Элоди объяснила ей про коробку из архива и сумку с инициалами Эдварда Рэдклиффа.
– В сумке была папка для документов с инициалами Джеймса Стрэттона; единственное, что в ней лежало, – вот эта фотография.
– Так, значит, Рэдклифф дружил с вашим главным героем?
– Никогда не встречала даже намека на что-либо подобное, – призналась Элоди. – Это-то и странно.
Она глотнула кофе, думая о том, продолжать или нет. В ней боролись два противоположных желания: с одной стороны, жажда поделиться с Пиппой всем, что она знала и подозревала в связи с этим, а заодно получить от подруги какие-нибудь ценные сведения по истории искусств; с другой – странное, похожее на ревность чувство, охватившее Элоди, когда она передавала Пиппе снимок, – стремление не делиться этой историей ни с кем, держать при себе и набросок, и фото. Однако она сочла этот импульс не только необъяснимым, но и недостойным, а потому усилием воли продолжила:
– Но в сумке был не только снимок. Там был альбом.
– Что за альбом?
– В кожаной обложке, примерно вот такой толщины, – она показала на пальцах, – много страниц, и на каждой рисунки, наброски: чернильные, карандашные. Иногда и записи. Думаю, он принадлежал Эдварду Рэдклиффу.

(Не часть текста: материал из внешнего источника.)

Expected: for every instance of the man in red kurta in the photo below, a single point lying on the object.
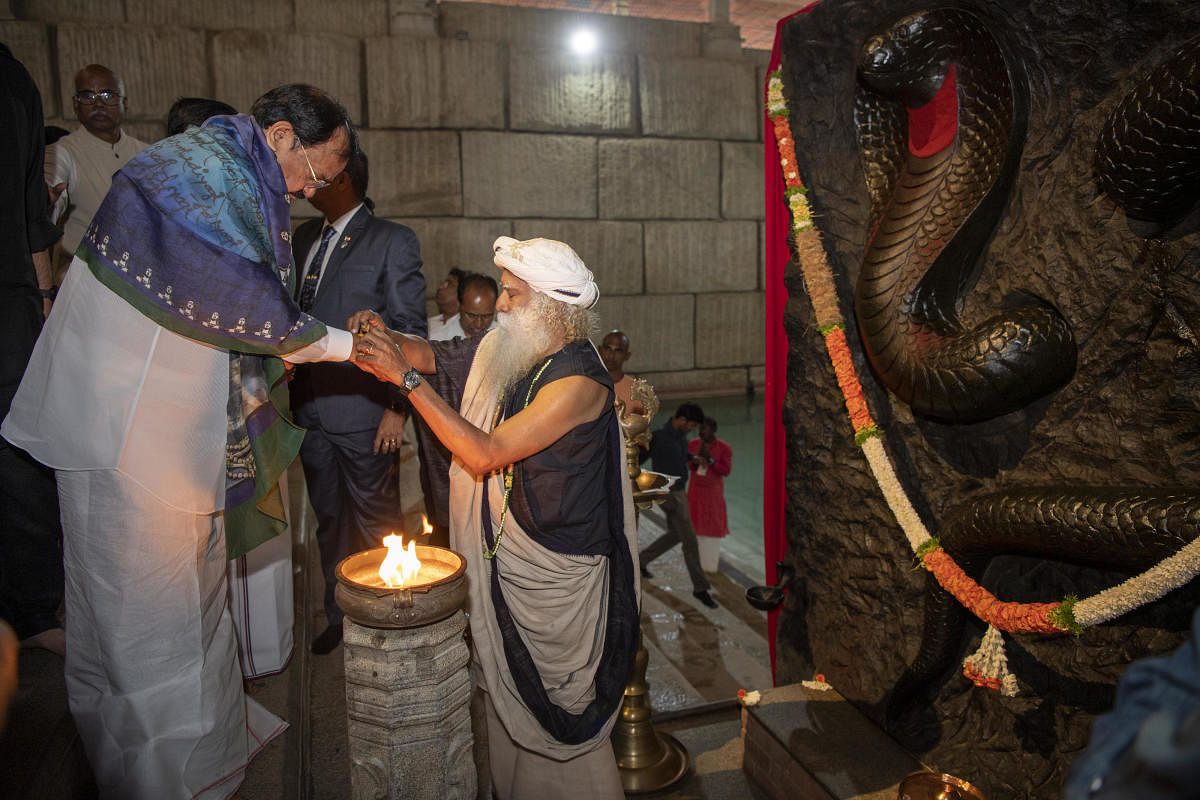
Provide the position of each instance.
(709, 462)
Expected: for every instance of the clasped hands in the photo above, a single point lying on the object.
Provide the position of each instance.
(375, 350)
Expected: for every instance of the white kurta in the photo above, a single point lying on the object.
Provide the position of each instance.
(85, 163)
(133, 419)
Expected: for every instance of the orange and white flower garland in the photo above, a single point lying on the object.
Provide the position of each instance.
(988, 666)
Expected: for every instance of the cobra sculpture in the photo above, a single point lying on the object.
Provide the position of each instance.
(934, 196)
(941, 120)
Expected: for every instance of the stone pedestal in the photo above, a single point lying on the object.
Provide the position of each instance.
(805, 744)
(408, 702)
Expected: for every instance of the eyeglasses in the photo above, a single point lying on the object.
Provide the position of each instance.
(316, 182)
(89, 97)
(479, 318)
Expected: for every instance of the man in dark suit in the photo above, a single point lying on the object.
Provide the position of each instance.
(352, 260)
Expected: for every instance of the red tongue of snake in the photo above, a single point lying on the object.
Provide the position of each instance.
(933, 126)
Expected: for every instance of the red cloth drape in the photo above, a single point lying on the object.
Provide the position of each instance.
(777, 256)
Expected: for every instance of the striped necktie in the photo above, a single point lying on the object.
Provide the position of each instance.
(309, 288)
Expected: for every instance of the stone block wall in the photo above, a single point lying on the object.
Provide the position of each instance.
(479, 122)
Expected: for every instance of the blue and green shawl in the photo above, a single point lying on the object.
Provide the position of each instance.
(195, 234)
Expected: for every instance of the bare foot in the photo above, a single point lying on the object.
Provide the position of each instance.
(53, 639)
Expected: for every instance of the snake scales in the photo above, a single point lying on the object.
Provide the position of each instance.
(941, 114)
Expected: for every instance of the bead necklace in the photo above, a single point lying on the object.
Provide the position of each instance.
(508, 470)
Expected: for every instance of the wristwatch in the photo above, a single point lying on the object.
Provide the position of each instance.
(412, 380)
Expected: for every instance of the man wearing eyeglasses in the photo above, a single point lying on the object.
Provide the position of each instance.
(83, 163)
(156, 394)
(352, 259)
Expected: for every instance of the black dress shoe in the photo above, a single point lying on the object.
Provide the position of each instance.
(328, 639)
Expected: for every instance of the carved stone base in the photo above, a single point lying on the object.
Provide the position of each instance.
(408, 702)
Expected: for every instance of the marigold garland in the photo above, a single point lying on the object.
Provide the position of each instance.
(985, 667)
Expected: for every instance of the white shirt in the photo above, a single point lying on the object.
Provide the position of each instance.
(85, 163)
(339, 226)
(107, 388)
(447, 328)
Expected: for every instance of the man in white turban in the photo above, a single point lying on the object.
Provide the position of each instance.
(540, 507)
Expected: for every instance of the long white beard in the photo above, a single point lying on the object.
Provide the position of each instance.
(522, 336)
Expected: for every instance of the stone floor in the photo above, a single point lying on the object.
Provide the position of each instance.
(699, 659)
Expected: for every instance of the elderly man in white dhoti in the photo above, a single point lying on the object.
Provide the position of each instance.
(541, 510)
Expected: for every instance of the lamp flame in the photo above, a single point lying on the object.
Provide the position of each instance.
(401, 564)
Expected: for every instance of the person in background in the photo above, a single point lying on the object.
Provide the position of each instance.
(477, 304)
(669, 455)
(447, 298)
(352, 259)
(709, 462)
(30, 563)
(156, 394)
(195, 110)
(84, 162)
(615, 353)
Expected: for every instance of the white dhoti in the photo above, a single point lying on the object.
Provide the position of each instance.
(151, 665)
(262, 603)
(559, 607)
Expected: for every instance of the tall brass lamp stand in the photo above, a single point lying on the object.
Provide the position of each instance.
(648, 759)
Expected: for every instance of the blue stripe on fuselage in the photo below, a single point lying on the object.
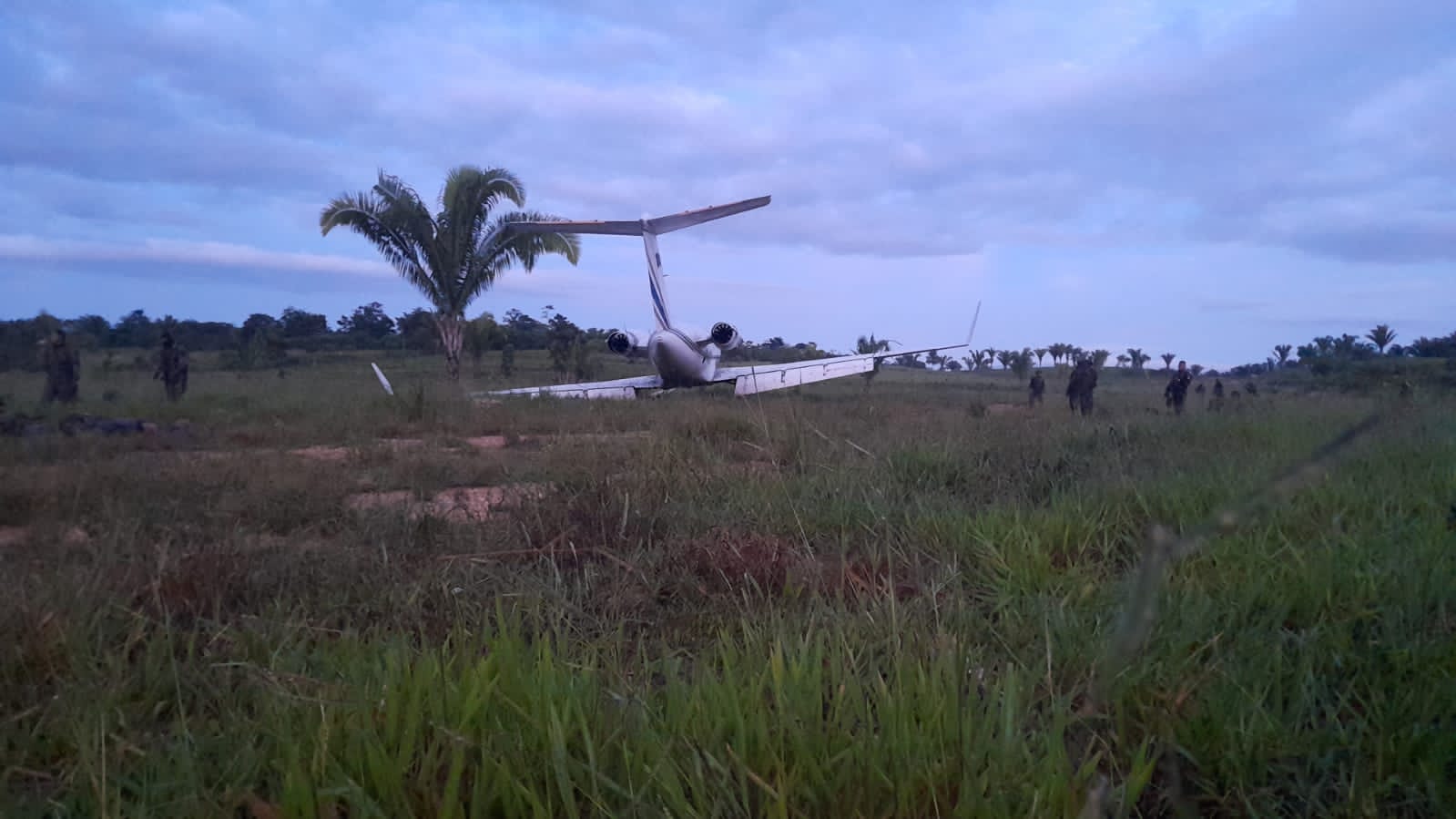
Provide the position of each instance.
(657, 301)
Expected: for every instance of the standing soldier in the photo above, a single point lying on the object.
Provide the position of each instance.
(1176, 389)
(1081, 386)
(63, 371)
(172, 367)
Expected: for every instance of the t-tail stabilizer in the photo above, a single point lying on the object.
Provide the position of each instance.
(648, 229)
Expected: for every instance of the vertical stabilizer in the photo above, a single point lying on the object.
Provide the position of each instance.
(649, 229)
(654, 279)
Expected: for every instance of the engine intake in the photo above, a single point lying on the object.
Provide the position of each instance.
(622, 343)
(726, 335)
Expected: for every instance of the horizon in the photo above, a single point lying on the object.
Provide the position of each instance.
(1203, 181)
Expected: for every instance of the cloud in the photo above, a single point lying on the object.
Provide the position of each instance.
(1156, 134)
(998, 123)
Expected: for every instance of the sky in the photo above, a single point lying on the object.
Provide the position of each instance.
(1183, 177)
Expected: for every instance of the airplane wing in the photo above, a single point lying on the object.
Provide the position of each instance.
(780, 376)
(617, 388)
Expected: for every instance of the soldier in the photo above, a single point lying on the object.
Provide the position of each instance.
(1176, 389)
(1037, 388)
(63, 371)
(1081, 386)
(172, 367)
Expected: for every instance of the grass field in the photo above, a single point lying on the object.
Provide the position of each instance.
(831, 602)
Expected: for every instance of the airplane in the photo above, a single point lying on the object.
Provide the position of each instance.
(685, 356)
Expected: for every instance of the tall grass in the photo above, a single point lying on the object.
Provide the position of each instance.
(845, 602)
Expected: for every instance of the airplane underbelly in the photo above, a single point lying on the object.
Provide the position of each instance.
(678, 362)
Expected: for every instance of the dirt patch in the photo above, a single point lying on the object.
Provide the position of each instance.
(337, 454)
(459, 503)
(21, 535)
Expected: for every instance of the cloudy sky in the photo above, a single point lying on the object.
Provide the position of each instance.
(1188, 177)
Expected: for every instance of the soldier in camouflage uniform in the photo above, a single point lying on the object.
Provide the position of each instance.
(1176, 389)
(1037, 388)
(172, 367)
(1081, 386)
(63, 371)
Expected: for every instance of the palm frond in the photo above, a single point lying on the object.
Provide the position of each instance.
(500, 248)
(466, 201)
(410, 216)
(370, 218)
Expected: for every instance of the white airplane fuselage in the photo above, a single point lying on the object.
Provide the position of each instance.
(682, 354)
(678, 360)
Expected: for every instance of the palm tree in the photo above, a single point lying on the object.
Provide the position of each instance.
(1382, 337)
(457, 254)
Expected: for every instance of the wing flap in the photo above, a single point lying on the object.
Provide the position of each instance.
(750, 381)
(617, 388)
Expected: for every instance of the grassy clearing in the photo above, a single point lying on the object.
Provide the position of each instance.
(828, 604)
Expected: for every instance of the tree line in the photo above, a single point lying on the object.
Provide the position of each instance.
(267, 342)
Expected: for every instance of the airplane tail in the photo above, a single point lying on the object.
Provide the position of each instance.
(649, 229)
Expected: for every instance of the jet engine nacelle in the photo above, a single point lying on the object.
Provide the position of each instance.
(726, 335)
(624, 343)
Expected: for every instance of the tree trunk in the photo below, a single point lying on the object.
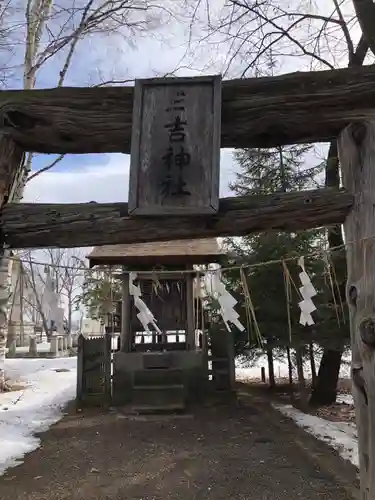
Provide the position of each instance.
(290, 365)
(271, 372)
(325, 390)
(312, 365)
(357, 157)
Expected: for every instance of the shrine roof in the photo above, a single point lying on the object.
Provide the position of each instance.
(176, 252)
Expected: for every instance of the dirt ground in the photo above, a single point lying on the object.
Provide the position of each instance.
(246, 451)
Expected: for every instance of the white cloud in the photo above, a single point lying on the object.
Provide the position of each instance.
(107, 183)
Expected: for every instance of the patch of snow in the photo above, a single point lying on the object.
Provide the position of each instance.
(345, 398)
(251, 370)
(36, 406)
(341, 436)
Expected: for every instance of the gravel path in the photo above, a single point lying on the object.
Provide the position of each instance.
(240, 453)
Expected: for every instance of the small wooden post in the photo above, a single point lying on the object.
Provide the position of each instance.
(190, 324)
(356, 148)
(125, 314)
(175, 150)
(80, 361)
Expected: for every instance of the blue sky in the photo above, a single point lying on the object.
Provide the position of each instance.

Пиппа, никогда ничему не удивлявшаяся, даже присвистнула. Но сразу опомнилась:
– Может, в нем есть то, что поможет датировать рисунки?
– Я еще не просмотрела его как следует, лишь мельком, но папка Стрэттона помечена восемьсот шестьдесят первым годом. Конечно, у меня нет доказательств того, что эти двое были как-то связаны между собой, – напомнила она, – только их вещи почему-то оказались вместе и пролежали так сто пятьдесят лет.
– А какие наброски? Что на них?
– Фигуры людей, профили, пейзажи, дом какой-то. А что?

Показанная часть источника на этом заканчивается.